Written Evidence submitted by John Shields (AAB0003)


By way of disclaimer, I have experience (as trustee of a UK conservation charity) in practical conservation initiatives in the farmed and hunted landscapeIn Zambia I am helping a local community-owned hunting concession (recovered over the last twenty years from heavily wildlife-depleted farmland using anti-poaching associated with trophy fees) to diversify into non-TH sources of revenue, exploring fieldcraft courses, volunteer programmes, and, if possible, limited photo tourism.  I do not receive, nor have I ever received, any money from TH, and whilst I engage in deer stalking for food in the UK, I personally deeply dislike any hunting of predator or keystone species in Africa and I hope it does eventually get phased out. 


Nevertheless, I feel that I must stress quite how limited the options are in the short- and medium terms for most areas in sub-Saharan Africa.  This is something that can really be felt if you drive from our current house in Leopard’s Hill, Lusaka, out in to the bush, and speak to village headmen, who have seen much of their natural and cultural inheritance destroyed by (very understandable, given the pressures) rampant illegal snaring of wildlife, and who are desperate not to have to cut down their trees to sell for charcoal.


Opponents of TH, which currently protects more than half of all land dedicated to wildlife in sub-Saharan Africa (more than national parks), like to suggest that there are photo tourism operators ready to jump in and provide the same value to wildlife and its habitat, and the same benefits to local communities.  This is simply not the case.  Were it so, such operators would already be competing and buying up hunting blocks.  They are not.  And nor are the anti-TH campaigners, who are perfectly free to fund alternatives out of their own pockets.  But they are not - even when auctions for such areas come up and the countries concerned beg them to join in the process and contribute funds of their own to the collective effort. 


Such finance on the ground is needed.  It’s easy for people to sit back in their UK homes and hold forth about African conservation, and to send money to UK-based NGOs to lobby Parliament.  But none of this fire-and-forget animal rights campaigning helps conservation – it prioritises one completely over the other.  And however well-meaning (and I don’t doubt it genuinely is well-meaning), it doesn’t make a blind bit of difference where it matters.  Tragically, it may be engineering precisely the opposite of what’s intended, throwing lions and other charismatic species, right off the cliff into extinction.

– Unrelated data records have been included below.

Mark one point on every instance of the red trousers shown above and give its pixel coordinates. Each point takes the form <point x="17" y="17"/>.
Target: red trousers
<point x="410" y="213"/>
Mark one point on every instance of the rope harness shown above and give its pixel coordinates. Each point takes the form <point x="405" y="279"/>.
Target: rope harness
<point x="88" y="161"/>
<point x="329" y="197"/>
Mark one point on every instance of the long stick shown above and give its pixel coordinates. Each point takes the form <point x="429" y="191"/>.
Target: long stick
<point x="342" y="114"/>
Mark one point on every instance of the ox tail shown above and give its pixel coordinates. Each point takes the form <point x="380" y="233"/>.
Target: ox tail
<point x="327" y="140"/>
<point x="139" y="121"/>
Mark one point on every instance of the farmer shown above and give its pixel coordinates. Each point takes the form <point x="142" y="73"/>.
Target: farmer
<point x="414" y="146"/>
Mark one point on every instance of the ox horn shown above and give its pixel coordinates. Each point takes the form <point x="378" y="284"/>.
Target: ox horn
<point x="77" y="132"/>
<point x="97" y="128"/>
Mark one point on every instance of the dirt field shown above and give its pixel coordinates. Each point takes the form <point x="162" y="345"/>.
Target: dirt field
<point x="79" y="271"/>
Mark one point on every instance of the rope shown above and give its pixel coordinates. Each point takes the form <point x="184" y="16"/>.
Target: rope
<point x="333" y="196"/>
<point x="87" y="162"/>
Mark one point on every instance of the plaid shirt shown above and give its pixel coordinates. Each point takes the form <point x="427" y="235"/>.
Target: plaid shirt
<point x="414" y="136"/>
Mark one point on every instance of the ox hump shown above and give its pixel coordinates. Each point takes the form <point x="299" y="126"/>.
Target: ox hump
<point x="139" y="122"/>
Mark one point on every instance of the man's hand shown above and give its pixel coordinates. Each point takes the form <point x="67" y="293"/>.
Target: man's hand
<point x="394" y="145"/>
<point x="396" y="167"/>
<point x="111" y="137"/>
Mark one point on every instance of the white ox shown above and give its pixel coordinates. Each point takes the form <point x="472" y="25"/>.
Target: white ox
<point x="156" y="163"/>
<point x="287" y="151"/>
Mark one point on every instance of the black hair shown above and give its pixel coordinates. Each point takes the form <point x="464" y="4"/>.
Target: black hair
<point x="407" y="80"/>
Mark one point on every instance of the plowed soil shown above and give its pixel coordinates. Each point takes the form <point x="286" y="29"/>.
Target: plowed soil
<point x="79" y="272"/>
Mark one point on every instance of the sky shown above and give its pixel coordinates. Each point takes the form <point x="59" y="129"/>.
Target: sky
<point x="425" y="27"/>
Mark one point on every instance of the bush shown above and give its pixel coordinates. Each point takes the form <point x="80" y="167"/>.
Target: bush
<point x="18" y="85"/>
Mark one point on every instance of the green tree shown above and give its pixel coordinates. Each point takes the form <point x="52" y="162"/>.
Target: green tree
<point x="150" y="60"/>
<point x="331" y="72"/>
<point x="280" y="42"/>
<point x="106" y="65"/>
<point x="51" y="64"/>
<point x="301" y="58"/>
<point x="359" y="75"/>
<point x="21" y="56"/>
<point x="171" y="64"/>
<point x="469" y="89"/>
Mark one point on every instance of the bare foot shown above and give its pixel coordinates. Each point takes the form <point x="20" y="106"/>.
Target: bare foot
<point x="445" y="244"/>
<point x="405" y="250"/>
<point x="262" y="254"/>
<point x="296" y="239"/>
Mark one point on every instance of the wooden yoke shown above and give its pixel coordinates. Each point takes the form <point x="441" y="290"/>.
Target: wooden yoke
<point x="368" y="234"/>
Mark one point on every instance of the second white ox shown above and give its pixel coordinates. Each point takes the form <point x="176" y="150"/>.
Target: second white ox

Indeed, in the face of all conservation scientist advice & the express wishes of the communities most affected, those campaigning against TH are trying to remove the one bulwark that exists in most areas against the rampant loss of habitat that has occurred elsewhere.  It is a perfect example of making the perfect the enemy of the good.


TH has in some places spectacularly successful at turning species back from the brink, and funding large-scale landscape preservation and recovery - all under local direction and with local ownership and economic benefit.  Some of the community schemes in Namibia, Botswana, and even Zambia where I am based are truly inspirational.  But undoubtedly at the same time, there are less reputable jurisdictions and TH operators where the system isn’t working.  However, even where the system isn’t working, turning diverse habitat and its resident species over to be snared indiscriminately, and then clear felled for charcoal and put to the plough/cattle is no ‘victory’ for conservation.  It may feel like a nice and profitable campaign narrative to rage against ‘cruelty’, and it may satisfy a yearning in people to talk of leaving alone ‘unspoilt wilderness’ when so little of this remains closer to home.  But it is a greater cruelty to leave such lands open to more rampant exploitation and it is also greater wrong to erase locals out of the solution, and to deny them the right to exploit - and so give value to - their own natural resources. 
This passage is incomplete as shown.